At the same time, he reminds them of the true way of repentance: it was by washing their heart from wickedness. For hypocrites always seek to appease God by external rites and observances, but the Prophet shows that God cannot be pacified unless they return to Him from the heart.
He then means that the beginning of true repentance is an inward feeling. We now perceive what the Prophet means.
But those who maintain that repentance is the cause of salvation reason foolishly, because it is said, “That you may be saved, wash your heart from wickedness.” The Papists seize upon such passages to establish free will, and they hold that sins are abolished and punishment remitted through satisfactions made by us.
But this is extremely absurd and frivolous.

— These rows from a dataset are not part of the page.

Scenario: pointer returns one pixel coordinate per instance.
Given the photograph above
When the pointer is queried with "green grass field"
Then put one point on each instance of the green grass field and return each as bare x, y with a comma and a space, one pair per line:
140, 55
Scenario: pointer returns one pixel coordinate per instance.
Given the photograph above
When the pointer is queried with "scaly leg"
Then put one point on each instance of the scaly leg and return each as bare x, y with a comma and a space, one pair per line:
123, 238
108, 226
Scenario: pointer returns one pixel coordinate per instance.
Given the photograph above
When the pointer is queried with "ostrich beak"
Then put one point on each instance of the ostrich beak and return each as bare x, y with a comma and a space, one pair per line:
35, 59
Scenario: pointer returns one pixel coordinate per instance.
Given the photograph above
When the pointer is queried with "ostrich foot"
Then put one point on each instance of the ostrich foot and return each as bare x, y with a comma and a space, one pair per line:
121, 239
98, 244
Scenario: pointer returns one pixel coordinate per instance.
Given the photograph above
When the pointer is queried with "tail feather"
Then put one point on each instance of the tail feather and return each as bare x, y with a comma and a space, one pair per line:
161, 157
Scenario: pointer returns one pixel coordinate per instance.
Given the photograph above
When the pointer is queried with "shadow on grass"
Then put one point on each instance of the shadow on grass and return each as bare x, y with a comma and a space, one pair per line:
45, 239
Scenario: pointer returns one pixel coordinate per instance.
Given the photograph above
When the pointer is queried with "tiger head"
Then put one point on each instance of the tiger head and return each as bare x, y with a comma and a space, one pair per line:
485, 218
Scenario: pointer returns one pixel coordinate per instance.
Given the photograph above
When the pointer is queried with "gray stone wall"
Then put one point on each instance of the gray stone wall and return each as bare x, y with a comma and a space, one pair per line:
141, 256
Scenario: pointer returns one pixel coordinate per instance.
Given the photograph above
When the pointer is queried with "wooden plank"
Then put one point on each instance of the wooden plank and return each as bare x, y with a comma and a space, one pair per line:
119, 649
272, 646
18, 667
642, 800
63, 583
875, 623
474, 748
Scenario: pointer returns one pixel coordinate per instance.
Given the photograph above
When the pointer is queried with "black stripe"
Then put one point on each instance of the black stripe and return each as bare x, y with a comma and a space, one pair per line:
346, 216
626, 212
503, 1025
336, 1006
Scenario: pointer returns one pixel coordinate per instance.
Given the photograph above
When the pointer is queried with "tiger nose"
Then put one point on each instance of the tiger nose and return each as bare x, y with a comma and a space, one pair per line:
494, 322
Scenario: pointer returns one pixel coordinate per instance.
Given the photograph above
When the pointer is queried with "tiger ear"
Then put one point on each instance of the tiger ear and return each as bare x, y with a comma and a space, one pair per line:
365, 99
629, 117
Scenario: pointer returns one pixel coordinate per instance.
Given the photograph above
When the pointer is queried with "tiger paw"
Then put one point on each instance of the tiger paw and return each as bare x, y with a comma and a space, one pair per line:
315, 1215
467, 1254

For the Prophet is not speaking of the cause of salvation; but, as I have said, he simply shows that people are extremely thoughtless when they expect a peaceful condition while they carry on war with God, and when He is armed to execute vengeance on them.
We are not then to inquire here whether a sinner delivers himself from God’s hand by his repentance. Instead, the Prophet had only this one thing in view: that we cannot be safe and secure unless God is reconciled to us. He further shows that God will not be propitious to us unless we repent, and that from the heart or from a genuine feeling within.
He then adds, How long shall the thoughts of your vanity remain within you? He here touches on the hypocrisy of his own nation.
He, in effect, says that whatever excuses they might make, they were still proved guilty before God, and that their evasions were frivolous because God penetrated into the inmost recesses of their hearts.
He indeed speaks most suitably, for he had to deal with hypocrites who thought that their outward performances pacified God. They also thought that when they alleged their evasions, they ought to be forgiven, as they could not be condemned by earthly judges.
The Prophet derides these delusive thoughts: How long shall thoughts of vanity remain within you? This means: “Though the whole world were to absolve you, what would it yet avail you? For vain thoughts remain in your midst—that is, in the recesses of your heart—and God knows them, for nothing is hidden from Him. There is then no reason for you to think that you will gain anything by your outward display or your excuses, for God is the searcher of hearts. Let not these thoughts continue within you.”
He calls them the thoughts of vanity. The word און, aun, sometimes means substance, but it also means power, and sometimes grief, and sometimes vanity or trouble. The Prophet means here, I have no doubt, trouble or vanity. But some expound it as signifying lust; however, I do not know whether it can be so taken.
Either of the two foregoing meanings may suit the passage, though vanity seems the best. How long, then, shall thoughts of vanity remain within you? That is, by which you deceive yourself; for when God suspended His vengeance, the Jews thought that they had escaped from His hand.
They might, at the same time, have been called the thoughts of trouble or sorrow from the effect. For how could it have been otherwise, but that they must have found they had procured a heavier judgment for themselves by trifling with the indulgence and forbearance of God?
The explanation given by some, who render the words “thoughts of grief” because the Jews had done many wrongs to their neighbors and caused them unjust vexations, is too strained. I therefore do not doubt that the Prophet refers to those deceptive hopes by which the Jews grew more perverse against God, so as not to fear any punishment.
Prayer:
Grant, Almighty God, that since You are pleased daily to invite us to repentance, and since our own conscience is a witness to how we have in various ways provoked Your vengeance—O grant, that we may not remain obstinate in our sins, nor harden our minds by perverse delusions, but allow ourselves to be subdued by Your word. May we so offer ourselves to You with a pure and sincere heart, that our whole life may be nothing else but a striving for that newness which You require; so that, being consecrated to You in mind and body, we may always labor to glorify Your name, until we are made partakers of that glory which has been obtained for us by the blood of Your only-begotten Son. Amen.